Rational design of 1D-2D Bi2O3@C/MXene heterostructure by in situ growth for highly efficient Li+ storage

Rational designing of TMOs@C anchored at the Ti3C2Tx MXene nanosheets is essential for advanced lithium-ion batteries (LIBs). Here, 1D/2D Bi2O3@C/MXene heterostructure has been successfully synthesized by hydrothermal-pyrolysis-oxidation strategies as anode material for LIBs. Carbon matrix not only improves conductivity but also greatly relieves volume expansion of Bi2O3 nanoparticles, and offers numerous paths for fast electrons/ions diffusion. In addition, porous carbon matrix and voids among the nanosheets could provide shorter diffusion channels for the transmission of Li+ ions, achieving superior energy storage.
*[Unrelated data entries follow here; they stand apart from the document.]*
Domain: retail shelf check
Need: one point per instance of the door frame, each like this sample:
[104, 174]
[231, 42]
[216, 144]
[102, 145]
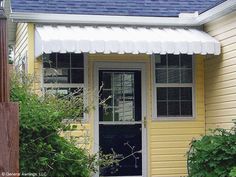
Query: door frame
[109, 65]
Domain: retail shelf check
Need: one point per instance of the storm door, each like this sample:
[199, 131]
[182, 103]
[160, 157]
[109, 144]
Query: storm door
[120, 122]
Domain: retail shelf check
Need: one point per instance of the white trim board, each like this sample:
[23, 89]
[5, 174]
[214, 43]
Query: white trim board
[122, 66]
[183, 20]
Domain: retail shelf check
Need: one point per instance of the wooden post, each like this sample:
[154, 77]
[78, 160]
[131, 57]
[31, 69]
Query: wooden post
[4, 84]
[9, 139]
[9, 122]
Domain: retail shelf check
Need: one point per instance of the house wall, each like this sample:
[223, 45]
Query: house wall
[21, 44]
[220, 74]
[167, 141]
[24, 50]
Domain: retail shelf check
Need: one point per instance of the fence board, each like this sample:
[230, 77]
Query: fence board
[9, 136]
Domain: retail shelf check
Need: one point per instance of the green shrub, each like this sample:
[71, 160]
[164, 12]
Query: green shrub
[42, 150]
[213, 155]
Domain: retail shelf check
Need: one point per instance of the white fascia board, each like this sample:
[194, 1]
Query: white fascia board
[100, 19]
[220, 10]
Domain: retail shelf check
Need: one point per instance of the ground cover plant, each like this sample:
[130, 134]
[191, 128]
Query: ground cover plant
[42, 149]
[213, 155]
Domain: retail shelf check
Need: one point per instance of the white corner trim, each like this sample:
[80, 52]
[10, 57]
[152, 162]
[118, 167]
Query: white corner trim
[99, 19]
[216, 12]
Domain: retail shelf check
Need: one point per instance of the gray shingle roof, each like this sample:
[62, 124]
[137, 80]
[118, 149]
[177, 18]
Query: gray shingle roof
[161, 8]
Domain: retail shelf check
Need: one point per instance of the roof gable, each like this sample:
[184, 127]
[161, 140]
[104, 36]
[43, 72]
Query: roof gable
[154, 8]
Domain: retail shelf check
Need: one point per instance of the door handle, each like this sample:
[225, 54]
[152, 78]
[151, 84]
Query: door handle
[145, 122]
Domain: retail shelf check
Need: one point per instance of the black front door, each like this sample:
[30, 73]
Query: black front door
[120, 125]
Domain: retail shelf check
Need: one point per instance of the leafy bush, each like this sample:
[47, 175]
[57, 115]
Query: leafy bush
[233, 172]
[42, 150]
[213, 155]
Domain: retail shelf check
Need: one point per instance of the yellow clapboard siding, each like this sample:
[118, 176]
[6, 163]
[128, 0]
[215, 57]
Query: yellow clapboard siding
[219, 120]
[224, 125]
[168, 157]
[220, 74]
[221, 106]
[173, 171]
[220, 85]
[176, 124]
[163, 138]
[169, 164]
[174, 144]
[177, 131]
[223, 112]
[221, 92]
[220, 99]
[221, 78]
[219, 71]
[168, 141]
[170, 151]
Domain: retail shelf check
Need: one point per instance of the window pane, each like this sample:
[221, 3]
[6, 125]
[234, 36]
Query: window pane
[161, 108]
[77, 76]
[173, 61]
[186, 76]
[63, 76]
[105, 96]
[77, 60]
[63, 60]
[118, 98]
[186, 61]
[173, 76]
[160, 61]
[173, 94]
[50, 75]
[107, 114]
[173, 108]
[186, 108]
[161, 76]
[186, 93]
[106, 79]
[161, 94]
[76, 91]
[49, 61]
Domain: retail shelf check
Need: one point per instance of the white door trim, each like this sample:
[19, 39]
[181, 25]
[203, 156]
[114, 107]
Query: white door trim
[121, 66]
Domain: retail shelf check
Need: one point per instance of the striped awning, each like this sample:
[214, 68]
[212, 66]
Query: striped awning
[121, 40]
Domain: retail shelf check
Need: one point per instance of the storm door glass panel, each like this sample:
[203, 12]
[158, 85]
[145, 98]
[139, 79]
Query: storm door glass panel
[120, 127]
[118, 88]
[126, 142]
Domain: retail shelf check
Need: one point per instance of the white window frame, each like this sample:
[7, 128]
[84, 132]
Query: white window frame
[164, 85]
[73, 85]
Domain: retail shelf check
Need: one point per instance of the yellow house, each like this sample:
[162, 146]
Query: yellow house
[169, 68]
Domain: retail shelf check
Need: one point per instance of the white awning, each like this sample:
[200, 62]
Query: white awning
[121, 40]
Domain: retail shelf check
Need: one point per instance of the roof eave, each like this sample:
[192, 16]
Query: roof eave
[220, 10]
[100, 19]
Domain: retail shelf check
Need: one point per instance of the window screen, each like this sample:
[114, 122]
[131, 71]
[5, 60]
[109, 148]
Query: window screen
[174, 85]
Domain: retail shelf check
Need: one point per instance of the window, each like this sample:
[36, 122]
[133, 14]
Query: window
[173, 86]
[63, 73]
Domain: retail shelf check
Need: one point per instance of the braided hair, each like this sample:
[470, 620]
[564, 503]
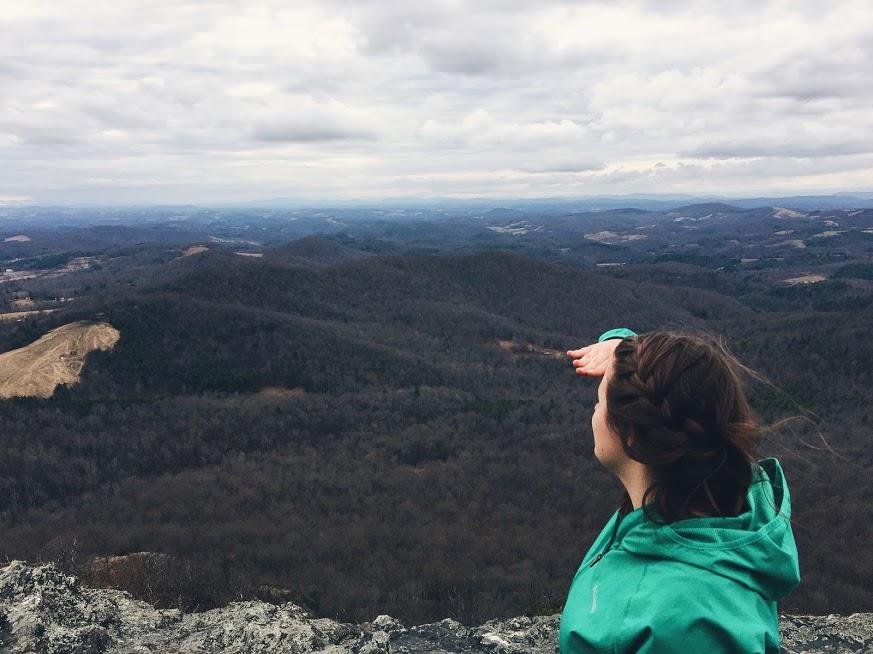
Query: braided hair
[678, 406]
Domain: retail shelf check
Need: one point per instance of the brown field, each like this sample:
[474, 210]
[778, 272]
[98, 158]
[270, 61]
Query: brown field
[35, 370]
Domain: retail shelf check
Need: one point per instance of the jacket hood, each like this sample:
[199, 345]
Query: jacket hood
[755, 549]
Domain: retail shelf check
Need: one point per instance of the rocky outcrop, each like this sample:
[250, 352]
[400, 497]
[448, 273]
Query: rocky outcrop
[44, 610]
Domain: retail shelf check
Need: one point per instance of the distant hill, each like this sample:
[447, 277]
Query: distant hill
[56, 358]
[314, 250]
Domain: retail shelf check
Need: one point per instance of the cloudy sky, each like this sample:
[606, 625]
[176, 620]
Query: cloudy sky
[176, 101]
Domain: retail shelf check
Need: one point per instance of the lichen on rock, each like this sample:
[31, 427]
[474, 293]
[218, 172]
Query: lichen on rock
[42, 610]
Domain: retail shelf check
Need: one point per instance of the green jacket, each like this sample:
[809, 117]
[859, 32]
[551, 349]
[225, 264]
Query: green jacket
[706, 584]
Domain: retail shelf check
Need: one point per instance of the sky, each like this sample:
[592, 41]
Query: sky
[198, 102]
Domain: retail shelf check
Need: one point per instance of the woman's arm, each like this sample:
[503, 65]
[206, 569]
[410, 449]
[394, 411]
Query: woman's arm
[591, 360]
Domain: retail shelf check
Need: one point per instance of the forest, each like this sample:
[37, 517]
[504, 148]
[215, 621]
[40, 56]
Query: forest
[402, 432]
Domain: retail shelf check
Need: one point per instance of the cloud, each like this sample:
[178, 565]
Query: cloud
[190, 101]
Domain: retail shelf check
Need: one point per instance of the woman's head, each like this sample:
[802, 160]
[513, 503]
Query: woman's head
[674, 403]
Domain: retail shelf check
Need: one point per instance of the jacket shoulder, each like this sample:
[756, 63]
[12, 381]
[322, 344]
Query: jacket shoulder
[696, 612]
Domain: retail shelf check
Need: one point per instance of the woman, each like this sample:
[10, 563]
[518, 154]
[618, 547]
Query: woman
[701, 547]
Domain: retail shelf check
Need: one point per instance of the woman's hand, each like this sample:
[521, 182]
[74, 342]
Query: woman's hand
[592, 360]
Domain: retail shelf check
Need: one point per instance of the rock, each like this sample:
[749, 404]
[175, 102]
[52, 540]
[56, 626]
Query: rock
[43, 610]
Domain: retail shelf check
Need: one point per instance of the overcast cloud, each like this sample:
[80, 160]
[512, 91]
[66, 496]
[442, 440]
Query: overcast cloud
[158, 101]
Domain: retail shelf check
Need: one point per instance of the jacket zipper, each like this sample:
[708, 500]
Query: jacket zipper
[608, 546]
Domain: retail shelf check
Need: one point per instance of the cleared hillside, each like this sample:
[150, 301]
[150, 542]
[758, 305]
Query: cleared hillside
[55, 358]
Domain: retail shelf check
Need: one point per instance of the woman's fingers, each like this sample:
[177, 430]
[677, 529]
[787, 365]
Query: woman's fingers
[575, 354]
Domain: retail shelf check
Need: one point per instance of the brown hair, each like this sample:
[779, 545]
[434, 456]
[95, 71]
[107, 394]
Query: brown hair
[677, 404]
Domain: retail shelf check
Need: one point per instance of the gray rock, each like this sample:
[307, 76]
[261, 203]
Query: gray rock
[43, 610]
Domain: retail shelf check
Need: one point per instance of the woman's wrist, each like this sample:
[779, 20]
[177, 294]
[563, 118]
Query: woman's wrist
[618, 332]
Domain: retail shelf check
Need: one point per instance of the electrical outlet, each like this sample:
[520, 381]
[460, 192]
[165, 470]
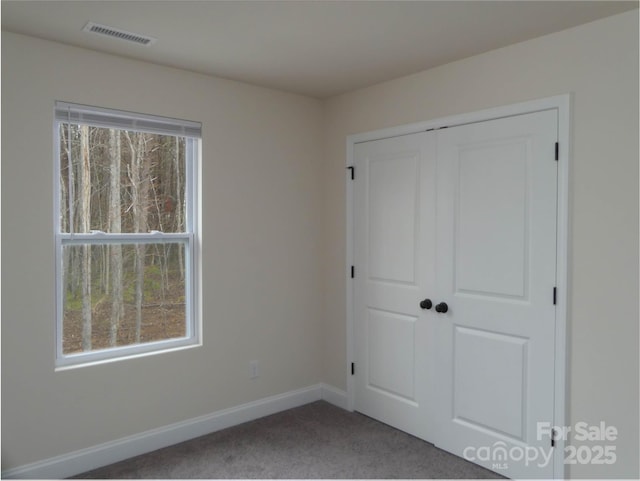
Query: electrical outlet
[253, 370]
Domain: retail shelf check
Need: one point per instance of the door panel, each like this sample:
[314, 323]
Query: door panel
[496, 271]
[465, 216]
[394, 203]
[491, 217]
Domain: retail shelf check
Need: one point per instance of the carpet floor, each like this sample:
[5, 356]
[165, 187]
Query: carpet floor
[317, 440]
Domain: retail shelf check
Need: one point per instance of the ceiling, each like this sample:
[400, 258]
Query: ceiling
[315, 48]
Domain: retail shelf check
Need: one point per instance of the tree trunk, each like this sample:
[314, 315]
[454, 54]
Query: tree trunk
[115, 226]
[85, 221]
[138, 176]
[179, 207]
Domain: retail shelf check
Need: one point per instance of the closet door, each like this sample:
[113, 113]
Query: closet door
[455, 270]
[496, 272]
[394, 239]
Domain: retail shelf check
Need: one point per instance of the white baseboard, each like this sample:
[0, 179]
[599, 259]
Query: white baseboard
[111, 452]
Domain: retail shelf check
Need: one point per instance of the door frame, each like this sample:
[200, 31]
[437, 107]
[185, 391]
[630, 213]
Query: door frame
[561, 103]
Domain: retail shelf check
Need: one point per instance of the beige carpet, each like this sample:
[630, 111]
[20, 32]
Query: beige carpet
[313, 441]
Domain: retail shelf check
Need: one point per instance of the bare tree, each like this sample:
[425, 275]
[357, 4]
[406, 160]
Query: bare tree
[85, 220]
[115, 226]
[138, 172]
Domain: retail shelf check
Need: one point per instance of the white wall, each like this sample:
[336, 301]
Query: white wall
[274, 236]
[598, 63]
[261, 196]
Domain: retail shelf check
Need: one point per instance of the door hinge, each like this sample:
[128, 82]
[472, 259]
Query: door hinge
[353, 171]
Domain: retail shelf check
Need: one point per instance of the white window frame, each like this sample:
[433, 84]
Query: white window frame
[66, 113]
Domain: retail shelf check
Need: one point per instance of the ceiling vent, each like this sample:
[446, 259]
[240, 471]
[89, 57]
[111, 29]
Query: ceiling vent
[118, 33]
Furthermore, Bi2O3@C/MXene heterostructure not only hinders the restacking and aggregating of 2D MXene nanosheets, but also greatly improves the conductivity, and alleviates mechanical stress caused by volume changes of Bi2O3@C. Remarkably, the characteristics endow its excellent performances for LIBs, which exhibit excellent specific capacity (248 mAh g−1, 2 A g−1) and superior cycling stability of 267.2 mAh g−1 at 1 A g−1 after 700 cycles (Coulombic efficiency=99.44%). This work presents novel insights for designing attractive anode materials for LIBs.